Holgi (Sonntag, 16 April 2023 09:30)
Weder das hektische noch das phlegmatische Wesen sind per Definition gut oder schlecht.
Man kann aber wohl sagen, dass beides, auf die Spitze getrieben, nicht gut ist.
So muss du dich halt mal selbst überreden, in die Gänge zu kommen, während sich andere bremsen müssen.
So und jetzt lege ich los, weil ich mich nach deinem Text überredet fühle, in die Gänge zu kommen!
Ach so: Des Doktors Zeilen las ich, verstehe sie aber nicht.
Polemicer (Sonntag, 16 April 2023 13:14)
@Holgi
Na, wenn dich das zum Aufbruch gebracht hat, bin ich ja jetzt ein wirkungsvoller Aktivist ;-)

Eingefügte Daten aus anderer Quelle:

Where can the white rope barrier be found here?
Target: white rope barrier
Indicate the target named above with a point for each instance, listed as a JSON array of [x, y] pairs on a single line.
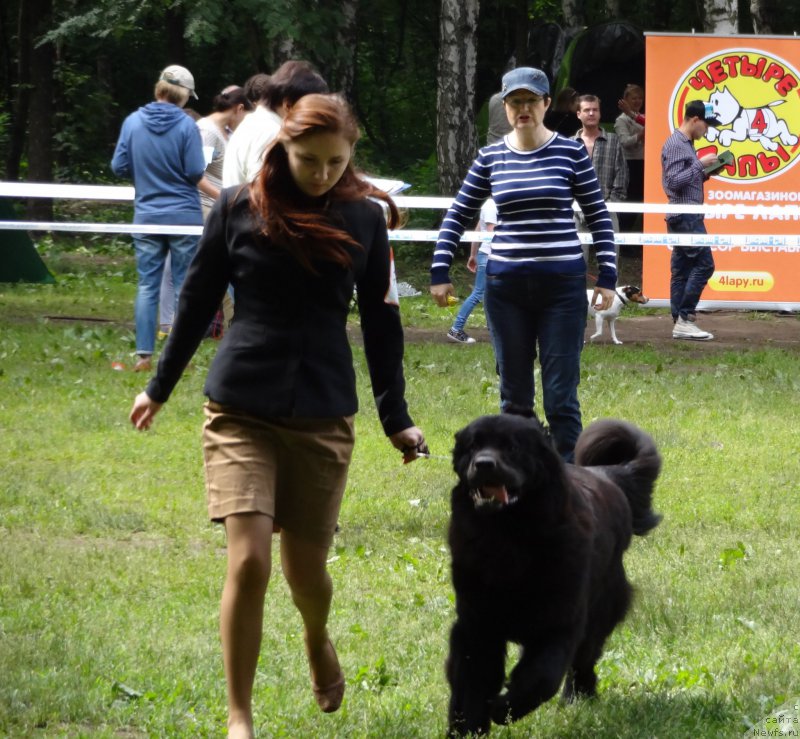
[[752, 242]]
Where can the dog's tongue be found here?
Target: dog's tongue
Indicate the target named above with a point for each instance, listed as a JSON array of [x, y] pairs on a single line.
[[498, 492]]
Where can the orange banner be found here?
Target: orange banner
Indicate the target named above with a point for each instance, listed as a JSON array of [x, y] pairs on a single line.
[[751, 82]]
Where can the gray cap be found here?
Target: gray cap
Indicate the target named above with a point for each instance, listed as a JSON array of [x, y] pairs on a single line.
[[177, 75], [525, 78]]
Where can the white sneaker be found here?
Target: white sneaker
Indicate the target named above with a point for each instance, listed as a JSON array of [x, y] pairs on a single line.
[[459, 336], [684, 329]]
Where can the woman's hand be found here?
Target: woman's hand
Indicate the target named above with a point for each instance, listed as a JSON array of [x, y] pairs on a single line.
[[605, 296], [440, 294], [144, 411], [411, 442]]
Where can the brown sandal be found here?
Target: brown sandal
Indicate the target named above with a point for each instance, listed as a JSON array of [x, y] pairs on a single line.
[[329, 698]]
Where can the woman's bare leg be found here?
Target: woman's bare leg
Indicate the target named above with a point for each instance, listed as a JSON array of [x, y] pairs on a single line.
[[242, 611], [304, 566]]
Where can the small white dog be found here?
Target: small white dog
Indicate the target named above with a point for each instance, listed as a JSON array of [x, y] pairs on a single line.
[[757, 124], [624, 295]]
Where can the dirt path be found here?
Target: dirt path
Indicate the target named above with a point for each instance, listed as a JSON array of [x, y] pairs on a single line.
[[731, 329]]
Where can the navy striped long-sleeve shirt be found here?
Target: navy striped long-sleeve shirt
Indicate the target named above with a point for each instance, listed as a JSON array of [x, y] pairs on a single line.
[[533, 191]]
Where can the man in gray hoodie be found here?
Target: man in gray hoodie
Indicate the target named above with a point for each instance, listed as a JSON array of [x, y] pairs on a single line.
[[160, 149]]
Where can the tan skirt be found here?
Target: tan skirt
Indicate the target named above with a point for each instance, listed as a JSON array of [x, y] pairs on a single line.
[[291, 469]]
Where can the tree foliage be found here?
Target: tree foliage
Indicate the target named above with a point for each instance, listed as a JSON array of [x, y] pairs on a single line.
[[104, 55]]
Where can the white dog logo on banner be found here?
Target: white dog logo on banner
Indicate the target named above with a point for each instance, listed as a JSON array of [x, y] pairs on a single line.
[[757, 124]]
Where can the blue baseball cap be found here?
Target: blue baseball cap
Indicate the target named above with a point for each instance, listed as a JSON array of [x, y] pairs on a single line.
[[525, 78]]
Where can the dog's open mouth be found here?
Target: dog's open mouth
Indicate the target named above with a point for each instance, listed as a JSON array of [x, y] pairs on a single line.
[[492, 496]]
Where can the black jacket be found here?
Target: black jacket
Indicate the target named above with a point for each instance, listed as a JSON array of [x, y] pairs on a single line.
[[286, 353]]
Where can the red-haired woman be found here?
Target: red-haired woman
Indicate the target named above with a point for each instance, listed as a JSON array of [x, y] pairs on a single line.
[[281, 391]]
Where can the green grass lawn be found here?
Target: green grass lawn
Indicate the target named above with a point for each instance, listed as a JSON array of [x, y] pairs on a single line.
[[111, 573]]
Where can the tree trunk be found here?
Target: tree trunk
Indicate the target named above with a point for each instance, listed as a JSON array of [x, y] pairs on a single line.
[[574, 16], [22, 98], [175, 37], [721, 17], [456, 135], [521, 34], [765, 15], [40, 114], [342, 72]]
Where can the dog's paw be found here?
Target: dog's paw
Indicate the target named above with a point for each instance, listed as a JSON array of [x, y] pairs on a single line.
[[501, 710]]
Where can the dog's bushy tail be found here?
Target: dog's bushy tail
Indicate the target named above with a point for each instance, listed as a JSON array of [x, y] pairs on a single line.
[[632, 460]]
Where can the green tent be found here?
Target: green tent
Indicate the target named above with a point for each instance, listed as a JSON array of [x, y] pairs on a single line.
[[19, 260]]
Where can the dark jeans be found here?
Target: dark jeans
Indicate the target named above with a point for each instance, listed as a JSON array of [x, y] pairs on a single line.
[[548, 311], [691, 267]]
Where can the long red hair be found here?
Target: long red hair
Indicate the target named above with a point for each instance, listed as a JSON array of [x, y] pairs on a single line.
[[287, 217]]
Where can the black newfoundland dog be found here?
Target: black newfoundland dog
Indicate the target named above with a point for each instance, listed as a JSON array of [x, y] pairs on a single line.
[[537, 550]]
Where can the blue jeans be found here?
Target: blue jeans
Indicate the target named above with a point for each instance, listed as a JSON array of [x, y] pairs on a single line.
[[691, 267], [151, 253], [548, 311], [476, 296]]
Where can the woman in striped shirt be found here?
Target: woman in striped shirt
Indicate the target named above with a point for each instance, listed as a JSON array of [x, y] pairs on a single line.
[[536, 275]]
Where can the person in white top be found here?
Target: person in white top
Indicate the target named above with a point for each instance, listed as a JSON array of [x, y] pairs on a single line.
[[230, 108], [272, 96], [478, 256]]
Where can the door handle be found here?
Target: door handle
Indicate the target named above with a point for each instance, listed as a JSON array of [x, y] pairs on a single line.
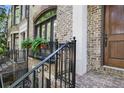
[[105, 39]]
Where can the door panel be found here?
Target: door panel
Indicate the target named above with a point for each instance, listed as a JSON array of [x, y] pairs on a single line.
[[114, 30]]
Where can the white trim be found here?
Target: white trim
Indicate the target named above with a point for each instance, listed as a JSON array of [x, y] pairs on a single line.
[[80, 32]]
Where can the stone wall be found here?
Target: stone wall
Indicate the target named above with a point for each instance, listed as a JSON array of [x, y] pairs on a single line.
[[64, 23], [94, 36]]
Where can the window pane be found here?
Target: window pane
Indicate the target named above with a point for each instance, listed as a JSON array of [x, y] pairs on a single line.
[[48, 31], [43, 31]]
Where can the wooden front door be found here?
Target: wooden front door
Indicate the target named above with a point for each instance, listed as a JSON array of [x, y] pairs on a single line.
[[114, 36]]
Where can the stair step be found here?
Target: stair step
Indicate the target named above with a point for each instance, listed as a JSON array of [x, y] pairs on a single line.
[[4, 66]]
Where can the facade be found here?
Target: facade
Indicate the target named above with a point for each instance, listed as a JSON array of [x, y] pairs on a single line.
[[88, 24]]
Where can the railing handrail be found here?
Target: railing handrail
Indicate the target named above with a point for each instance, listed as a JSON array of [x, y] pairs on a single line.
[[36, 67]]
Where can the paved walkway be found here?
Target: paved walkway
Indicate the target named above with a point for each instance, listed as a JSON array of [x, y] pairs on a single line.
[[98, 80]]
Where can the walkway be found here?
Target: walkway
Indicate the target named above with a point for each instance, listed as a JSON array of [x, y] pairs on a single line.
[[98, 80]]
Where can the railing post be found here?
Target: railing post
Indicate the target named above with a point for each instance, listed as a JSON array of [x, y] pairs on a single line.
[[56, 64], [74, 63]]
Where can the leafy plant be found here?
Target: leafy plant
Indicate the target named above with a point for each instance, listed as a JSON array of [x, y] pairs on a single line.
[[26, 43], [37, 42]]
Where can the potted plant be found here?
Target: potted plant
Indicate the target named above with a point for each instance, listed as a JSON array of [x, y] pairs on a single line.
[[39, 43], [26, 43]]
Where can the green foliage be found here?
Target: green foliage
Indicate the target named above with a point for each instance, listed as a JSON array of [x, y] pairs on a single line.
[[46, 16], [1, 51], [26, 43], [37, 42]]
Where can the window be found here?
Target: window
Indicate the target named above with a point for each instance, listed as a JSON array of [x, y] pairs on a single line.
[[45, 26]]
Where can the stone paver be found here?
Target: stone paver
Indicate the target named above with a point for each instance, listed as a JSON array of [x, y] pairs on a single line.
[[99, 80]]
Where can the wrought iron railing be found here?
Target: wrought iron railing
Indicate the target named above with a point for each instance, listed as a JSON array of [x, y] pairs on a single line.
[[18, 55], [4, 57], [61, 73]]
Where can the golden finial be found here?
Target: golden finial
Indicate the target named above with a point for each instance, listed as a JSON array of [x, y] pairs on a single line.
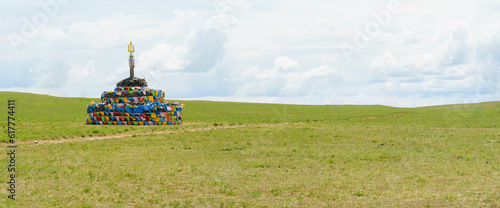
[[131, 48]]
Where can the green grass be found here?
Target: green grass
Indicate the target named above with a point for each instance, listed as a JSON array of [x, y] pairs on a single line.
[[308, 156]]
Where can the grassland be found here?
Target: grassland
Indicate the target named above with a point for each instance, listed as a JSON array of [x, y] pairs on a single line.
[[266, 155]]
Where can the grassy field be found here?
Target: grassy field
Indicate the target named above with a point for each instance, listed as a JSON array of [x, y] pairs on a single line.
[[258, 155]]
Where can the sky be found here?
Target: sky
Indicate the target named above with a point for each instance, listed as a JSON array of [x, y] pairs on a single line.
[[402, 53]]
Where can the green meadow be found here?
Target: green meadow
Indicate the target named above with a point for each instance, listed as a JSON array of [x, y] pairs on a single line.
[[255, 155]]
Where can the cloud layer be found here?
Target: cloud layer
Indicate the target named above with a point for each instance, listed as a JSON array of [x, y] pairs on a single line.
[[400, 53]]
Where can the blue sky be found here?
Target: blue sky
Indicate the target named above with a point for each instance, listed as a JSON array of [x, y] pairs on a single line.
[[390, 52]]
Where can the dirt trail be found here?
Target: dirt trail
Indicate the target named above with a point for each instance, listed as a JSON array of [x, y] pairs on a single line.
[[31, 142]]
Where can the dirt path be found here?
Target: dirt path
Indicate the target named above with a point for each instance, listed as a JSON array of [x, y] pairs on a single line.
[[31, 142]]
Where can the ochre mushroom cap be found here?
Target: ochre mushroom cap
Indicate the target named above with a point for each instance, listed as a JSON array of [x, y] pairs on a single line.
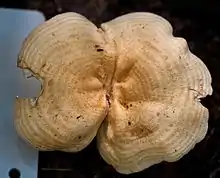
[[130, 82]]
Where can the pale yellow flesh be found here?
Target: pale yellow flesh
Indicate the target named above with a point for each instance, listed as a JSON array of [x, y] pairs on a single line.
[[130, 82]]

Herr Doktor hatte wohl nur unter dem Eindruck von zu viel Traubensaft, nachts um 1 Uhr zu viele Studien gelesen und somit die Welt verstanden. Aber ist dann nur in meine bereitwillig geöffnete Flanke meiner Selbstkritik gestoßen, um noch nachzutreten. Einen anderen Zweck sollte das wohl nicht haben.